How to do the following projection in Matlab?

Question

I have 2 vectors $u$ and $v$ given in $\mathbb R^4$, e.g. $u = (-1,-2,3,4)$ and $v=(1,-2,-3,5)$
I also have $Ax=b$ which is an under-determined system; meaning, if $A$ is $m\times n$, then $m\le n$.

We define a 2 dimensional plane as follows $K=\{x\in \mathbb R^4:\, u^Tx = 1,\,v^Tx = 1\}$.

I need to find the projection of some point $z = (1,2,2,1)$ on $K$ plane by formulating a least-norm problem.

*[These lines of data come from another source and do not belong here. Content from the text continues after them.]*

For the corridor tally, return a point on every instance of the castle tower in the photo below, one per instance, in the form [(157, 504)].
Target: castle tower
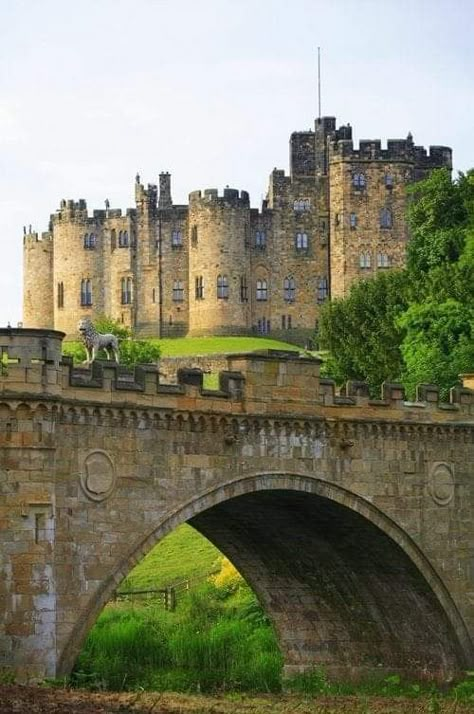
[(219, 264), (367, 200), (38, 291)]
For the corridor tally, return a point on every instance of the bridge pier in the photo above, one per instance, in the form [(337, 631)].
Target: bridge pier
[(351, 518)]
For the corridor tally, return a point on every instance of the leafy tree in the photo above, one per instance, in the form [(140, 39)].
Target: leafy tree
[(437, 217), (361, 331), (438, 343)]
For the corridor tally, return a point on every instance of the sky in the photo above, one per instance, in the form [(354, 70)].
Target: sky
[(93, 92)]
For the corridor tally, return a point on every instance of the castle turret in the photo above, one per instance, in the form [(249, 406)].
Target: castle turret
[(38, 290), (219, 265)]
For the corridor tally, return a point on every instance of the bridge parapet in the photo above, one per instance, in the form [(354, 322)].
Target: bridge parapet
[(261, 382)]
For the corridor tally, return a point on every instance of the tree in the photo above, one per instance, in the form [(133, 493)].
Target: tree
[(438, 343), (361, 331), (437, 217)]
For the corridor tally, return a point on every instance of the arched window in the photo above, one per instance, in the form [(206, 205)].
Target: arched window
[(123, 239), (301, 205), (178, 291), (301, 241), (222, 287), (322, 289), (289, 289), (364, 260), (383, 260), (199, 288), (60, 294), (176, 239), (86, 292), (260, 239), (359, 181), (386, 218), (262, 290)]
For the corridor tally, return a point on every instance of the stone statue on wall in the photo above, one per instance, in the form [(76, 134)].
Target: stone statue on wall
[(95, 341)]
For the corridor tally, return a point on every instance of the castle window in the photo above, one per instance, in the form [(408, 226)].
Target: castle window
[(222, 287), (89, 241), (323, 289), (86, 292), (301, 205), (260, 240), (383, 260), (289, 289), (199, 288), (386, 220), (126, 291), (60, 294), (176, 239), (262, 290), (301, 241), (359, 181), (178, 291), (364, 260), (123, 239)]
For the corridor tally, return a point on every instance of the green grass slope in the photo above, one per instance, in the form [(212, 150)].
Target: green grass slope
[(182, 555), (179, 347)]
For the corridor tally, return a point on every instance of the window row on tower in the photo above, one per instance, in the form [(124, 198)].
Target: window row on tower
[(385, 219), (383, 260), (359, 180)]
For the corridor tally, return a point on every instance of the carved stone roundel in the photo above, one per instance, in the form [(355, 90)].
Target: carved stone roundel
[(442, 484), (98, 475)]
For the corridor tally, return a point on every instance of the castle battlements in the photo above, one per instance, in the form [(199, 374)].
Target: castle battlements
[(229, 196), (218, 266), (397, 150)]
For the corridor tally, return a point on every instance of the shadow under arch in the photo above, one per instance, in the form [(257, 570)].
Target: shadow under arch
[(345, 586)]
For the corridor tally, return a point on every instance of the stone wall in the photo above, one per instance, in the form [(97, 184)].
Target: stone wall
[(351, 518)]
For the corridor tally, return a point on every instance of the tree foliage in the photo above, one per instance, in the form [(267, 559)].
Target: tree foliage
[(416, 325)]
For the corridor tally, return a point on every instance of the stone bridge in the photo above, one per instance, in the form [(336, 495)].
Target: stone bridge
[(351, 518)]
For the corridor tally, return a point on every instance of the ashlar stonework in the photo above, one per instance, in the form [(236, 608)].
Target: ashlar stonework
[(218, 266), (351, 518)]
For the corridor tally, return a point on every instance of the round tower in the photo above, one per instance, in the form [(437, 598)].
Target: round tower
[(78, 270), (219, 264), (38, 287)]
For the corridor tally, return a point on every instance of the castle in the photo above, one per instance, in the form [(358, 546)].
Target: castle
[(218, 266)]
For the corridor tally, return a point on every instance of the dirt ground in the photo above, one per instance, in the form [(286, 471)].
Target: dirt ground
[(15, 699)]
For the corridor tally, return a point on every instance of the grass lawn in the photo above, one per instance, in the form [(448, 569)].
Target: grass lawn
[(183, 554), (183, 346)]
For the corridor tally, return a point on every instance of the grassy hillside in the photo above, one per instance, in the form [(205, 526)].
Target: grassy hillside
[(182, 555), (219, 345)]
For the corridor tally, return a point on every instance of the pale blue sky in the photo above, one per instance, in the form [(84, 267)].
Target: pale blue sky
[(93, 91)]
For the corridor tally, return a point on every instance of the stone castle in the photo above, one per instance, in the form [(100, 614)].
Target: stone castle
[(218, 266)]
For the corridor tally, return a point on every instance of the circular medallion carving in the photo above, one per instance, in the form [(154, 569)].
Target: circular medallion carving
[(98, 475), (441, 484)]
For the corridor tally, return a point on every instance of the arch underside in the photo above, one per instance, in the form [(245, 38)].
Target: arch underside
[(345, 588), (340, 592)]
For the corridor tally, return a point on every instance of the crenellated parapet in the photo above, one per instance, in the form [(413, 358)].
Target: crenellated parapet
[(397, 150), (269, 384)]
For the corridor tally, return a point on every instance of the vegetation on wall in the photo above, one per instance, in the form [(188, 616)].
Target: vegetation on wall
[(414, 325)]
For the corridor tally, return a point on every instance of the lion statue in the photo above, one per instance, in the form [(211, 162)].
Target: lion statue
[(95, 341)]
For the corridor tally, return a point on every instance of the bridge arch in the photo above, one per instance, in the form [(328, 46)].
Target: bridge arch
[(345, 586)]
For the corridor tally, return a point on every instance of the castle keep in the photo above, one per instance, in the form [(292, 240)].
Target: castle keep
[(218, 266)]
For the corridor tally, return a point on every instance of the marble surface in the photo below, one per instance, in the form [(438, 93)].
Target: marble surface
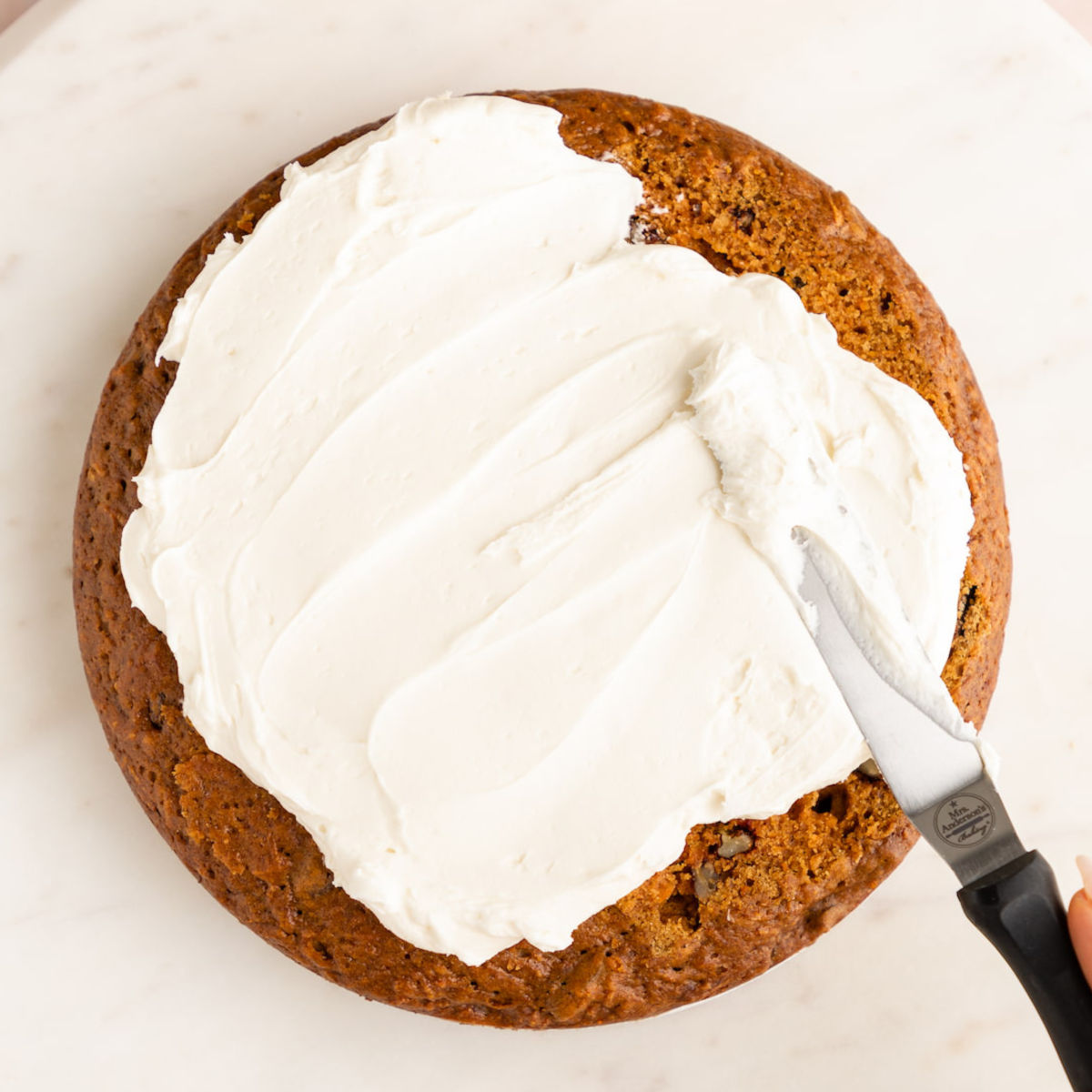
[(964, 130)]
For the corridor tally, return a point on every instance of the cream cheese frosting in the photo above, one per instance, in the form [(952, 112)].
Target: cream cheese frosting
[(463, 520)]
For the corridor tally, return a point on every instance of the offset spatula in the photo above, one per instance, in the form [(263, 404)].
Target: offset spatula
[(1010, 895)]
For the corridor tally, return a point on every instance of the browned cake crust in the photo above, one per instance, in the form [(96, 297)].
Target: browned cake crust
[(743, 895)]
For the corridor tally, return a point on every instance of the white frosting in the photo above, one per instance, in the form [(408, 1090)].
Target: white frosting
[(432, 523)]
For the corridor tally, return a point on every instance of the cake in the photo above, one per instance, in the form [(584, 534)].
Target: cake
[(743, 894)]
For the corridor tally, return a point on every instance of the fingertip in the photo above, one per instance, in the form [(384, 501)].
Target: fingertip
[(1080, 929)]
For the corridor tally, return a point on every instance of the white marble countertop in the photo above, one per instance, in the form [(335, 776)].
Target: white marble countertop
[(964, 130)]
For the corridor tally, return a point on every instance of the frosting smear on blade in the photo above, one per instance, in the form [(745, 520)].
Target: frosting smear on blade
[(434, 524)]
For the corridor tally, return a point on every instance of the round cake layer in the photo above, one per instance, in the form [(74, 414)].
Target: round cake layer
[(743, 895)]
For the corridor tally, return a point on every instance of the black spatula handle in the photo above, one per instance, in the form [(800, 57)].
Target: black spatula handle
[(1018, 909)]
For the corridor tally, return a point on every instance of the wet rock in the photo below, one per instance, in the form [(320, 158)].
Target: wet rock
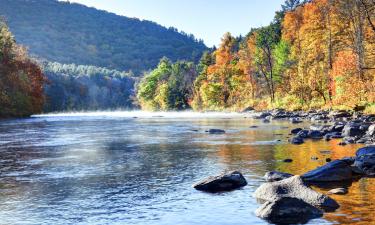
[(325, 152), (327, 137), (339, 114), (336, 128), (294, 187), (319, 118), (315, 134), (276, 176), (349, 140), (303, 134), (338, 191), (352, 130), (287, 210), (371, 131), (262, 115), (248, 109), (223, 182), (296, 140), (365, 160), (337, 170), (295, 120), (216, 131), (295, 130), (266, 120)]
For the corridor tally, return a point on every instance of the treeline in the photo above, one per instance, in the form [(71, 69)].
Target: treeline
[(64, 32), (314, 54), (75, 87), (21, 79), (168, 87)]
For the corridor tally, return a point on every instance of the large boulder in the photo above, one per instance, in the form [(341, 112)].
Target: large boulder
[(276, 176), (216, 131), (262, 115), (339, 114), (223, 182), (315, 134), (371, 131), (286, 210), (296, 140), (294, 187), (365, 161), (337, 170), (247, 109), (353, 129), (295, 130), (303, 134)]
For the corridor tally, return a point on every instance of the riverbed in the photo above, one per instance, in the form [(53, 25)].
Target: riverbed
[(138, 168)]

I know that I can use $x=A'(AA')^{-1}\setminus b$ this formula to solve the least-norm problem.

Thanks

Answer 1

Let $x = \text{proj}_K(z) - z$. Then $x$ is the vector of least norm such that $z + x$ belongs to $K$. You can now find a least norm solution to the system of two equations that must be satisfied by $x$.

Answer 2

Note that $K$ is equivalent to the solutions $x$ of $Ax=\begin{bmatrix}1\\1\end{bmatrix}$, where $A=\begin{bmatrix}u^T\\v^T\end{bmatrix}$.

$x$ can then be calculated in MATLAB with

x=A/b

This will be the projection onto the plane, with $b$ defined as $b=[1,1]^T$.